The degraded condition of the river; opaque, unplanned interventions, and forceful land acquisitions in the name of river beautification have troubled people of the city. One of the respondents during our field survey pointed out that construction waste was dumped on the banks of the river where an open ground once stood. The alternative narratives of discontent have found a voice through various fora such as the Society for Preservation of Environment and Quality of Life (SPEQL), Forum of Better Hyderabad, Hyderabad Greens, etc. People are also turning to the judiciary for relief. Based on a petition, the National Green Tribunal gave interim orders to the Central Pollution Control Board (CPCB) and the Telangana State Pollution Control Board (TSPCB) to conduct a hygiene survey of Musi river (Reddy 2019). On the Telangana High Court’s direction to curb illegal dumping of building waste in the river, the MRDC responded by simply installing CCTV cameras along the river (Deekshith 2019a). Hearing a public interest litigation, the High Court further observed that it was, in fact, due to the works being taken up by the authorities in the name of riverfront development and beautification the river was shrinking (Hindu 2018)The work of the latest riverfront development project has been put on hold (Deekshith 2019b).

Overall the changing Musi riverscape offers insights into the power dynamics of social and political forces that work to put urban commons to use. Neoliberal commodification of urban commons and technocratic visions delink their political, historical, and social identity only to result in ecological degradation. 

Way Forward: Towards Ecological Sustainability

Multiple stakeholders particularly related to housing, livelihoods, and environment would be affected in any (re)development of the Musi (Ramachandraiah 2007). It is essential to include multiple narratives rather than furthering singularly-focused technocratic consensus under the rubric of development agenda to normalise the control of urban commons. Struggling to make sense of complexities in a city, techno-managerial solutions are a simplistic fallback option. In the process, as Jane Jacobs (1961) notes, "Nature, sentimentalized and considered as the antithesis of cities, is apparently assumed to consist of grass, fresh air and little else,  and this ludicrous disrespect results in the devastation of nature even formally and publicly preserved in the form of a pet." 
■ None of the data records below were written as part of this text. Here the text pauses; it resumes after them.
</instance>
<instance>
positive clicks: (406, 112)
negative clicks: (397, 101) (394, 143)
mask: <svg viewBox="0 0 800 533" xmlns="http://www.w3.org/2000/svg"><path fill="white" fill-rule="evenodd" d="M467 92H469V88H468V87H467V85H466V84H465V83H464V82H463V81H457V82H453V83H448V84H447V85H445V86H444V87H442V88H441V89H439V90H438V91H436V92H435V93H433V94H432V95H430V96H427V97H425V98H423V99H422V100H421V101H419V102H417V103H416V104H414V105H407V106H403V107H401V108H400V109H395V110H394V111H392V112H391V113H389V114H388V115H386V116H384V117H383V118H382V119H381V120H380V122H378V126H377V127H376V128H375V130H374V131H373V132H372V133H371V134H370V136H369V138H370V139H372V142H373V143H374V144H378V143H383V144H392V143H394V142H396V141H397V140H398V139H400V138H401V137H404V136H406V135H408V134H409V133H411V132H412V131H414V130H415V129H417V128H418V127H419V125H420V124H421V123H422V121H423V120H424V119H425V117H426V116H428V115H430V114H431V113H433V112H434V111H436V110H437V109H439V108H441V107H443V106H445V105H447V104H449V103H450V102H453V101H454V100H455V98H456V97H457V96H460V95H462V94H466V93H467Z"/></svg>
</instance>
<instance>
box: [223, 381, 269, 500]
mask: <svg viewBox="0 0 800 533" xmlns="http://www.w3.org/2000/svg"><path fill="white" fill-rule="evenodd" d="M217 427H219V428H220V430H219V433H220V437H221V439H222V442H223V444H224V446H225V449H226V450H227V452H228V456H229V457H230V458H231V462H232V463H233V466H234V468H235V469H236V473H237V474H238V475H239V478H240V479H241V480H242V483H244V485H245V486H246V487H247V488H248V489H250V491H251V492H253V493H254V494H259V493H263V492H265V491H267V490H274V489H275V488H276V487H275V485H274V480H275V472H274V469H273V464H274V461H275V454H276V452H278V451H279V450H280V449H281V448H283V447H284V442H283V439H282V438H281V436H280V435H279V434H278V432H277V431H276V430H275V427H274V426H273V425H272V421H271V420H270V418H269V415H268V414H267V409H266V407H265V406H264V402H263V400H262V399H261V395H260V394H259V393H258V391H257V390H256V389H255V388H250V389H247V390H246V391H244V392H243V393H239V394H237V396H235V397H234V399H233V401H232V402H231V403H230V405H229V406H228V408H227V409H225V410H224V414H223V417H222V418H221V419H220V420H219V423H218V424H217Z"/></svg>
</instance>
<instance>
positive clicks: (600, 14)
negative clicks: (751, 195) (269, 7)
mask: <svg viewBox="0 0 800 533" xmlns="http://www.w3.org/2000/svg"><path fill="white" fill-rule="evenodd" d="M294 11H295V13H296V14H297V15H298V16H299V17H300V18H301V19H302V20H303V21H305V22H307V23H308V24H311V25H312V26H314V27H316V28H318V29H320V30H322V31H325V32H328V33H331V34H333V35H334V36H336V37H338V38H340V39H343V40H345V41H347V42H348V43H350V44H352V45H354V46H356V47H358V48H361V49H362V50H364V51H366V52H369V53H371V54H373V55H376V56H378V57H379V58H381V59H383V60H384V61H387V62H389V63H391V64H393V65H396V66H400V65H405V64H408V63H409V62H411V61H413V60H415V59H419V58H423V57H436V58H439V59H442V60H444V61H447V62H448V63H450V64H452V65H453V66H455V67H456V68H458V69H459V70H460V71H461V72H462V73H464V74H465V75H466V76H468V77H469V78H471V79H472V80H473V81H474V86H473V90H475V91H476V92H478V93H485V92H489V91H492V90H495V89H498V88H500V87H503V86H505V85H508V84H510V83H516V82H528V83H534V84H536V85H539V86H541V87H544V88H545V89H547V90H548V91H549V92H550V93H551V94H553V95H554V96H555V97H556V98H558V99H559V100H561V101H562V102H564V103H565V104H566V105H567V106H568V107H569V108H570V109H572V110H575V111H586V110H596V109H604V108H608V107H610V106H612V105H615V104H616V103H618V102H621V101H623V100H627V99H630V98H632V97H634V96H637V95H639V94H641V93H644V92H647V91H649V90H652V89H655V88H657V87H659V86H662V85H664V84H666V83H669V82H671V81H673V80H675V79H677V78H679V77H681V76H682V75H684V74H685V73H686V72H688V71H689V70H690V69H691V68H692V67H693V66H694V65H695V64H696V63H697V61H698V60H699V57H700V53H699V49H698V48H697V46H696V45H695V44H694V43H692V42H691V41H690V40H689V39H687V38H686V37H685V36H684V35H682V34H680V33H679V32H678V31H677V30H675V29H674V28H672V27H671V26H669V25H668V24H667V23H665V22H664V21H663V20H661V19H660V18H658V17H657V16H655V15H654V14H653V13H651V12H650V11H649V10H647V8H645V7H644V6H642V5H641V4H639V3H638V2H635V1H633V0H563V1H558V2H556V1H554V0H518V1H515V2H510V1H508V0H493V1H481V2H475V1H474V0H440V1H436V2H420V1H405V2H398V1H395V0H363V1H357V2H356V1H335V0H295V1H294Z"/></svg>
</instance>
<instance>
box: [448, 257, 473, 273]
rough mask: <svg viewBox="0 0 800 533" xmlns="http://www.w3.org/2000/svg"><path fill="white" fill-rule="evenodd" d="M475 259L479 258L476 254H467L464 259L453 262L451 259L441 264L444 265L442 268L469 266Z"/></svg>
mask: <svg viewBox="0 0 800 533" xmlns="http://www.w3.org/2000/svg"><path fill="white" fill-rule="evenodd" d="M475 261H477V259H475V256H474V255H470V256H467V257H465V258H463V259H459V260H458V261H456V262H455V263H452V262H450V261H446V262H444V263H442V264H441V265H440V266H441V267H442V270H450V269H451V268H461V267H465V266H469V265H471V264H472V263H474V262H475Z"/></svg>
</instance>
The lens of Musi riverscape highlights the need to bring the ecological and social aspects of sustainability at the centre of the planning process. Fortunately, there is a growing sensitisation among the authorities concerned to have demarcation of maximum flood levels, to improve capacity of STPs, and to protect river from encroachments and indiscriminate waste disposal. The way forward is the realisation of negative externalities of mindless accumulations and the real tragedy of commons. Understanding that waterbodies exist in a network, any attempt to tinker with the flow of even one particular waterbody is bound to create a system-wide negative impact. Therefore, instead of focusing on just the riverfront beautification, there is a need to plan for a river catchment area and its network of natural flows. Such realisation by all stakeholders will repoliticise the urban commons to move towards socioecologically sustainable, bottom-up and participatory governance of commons.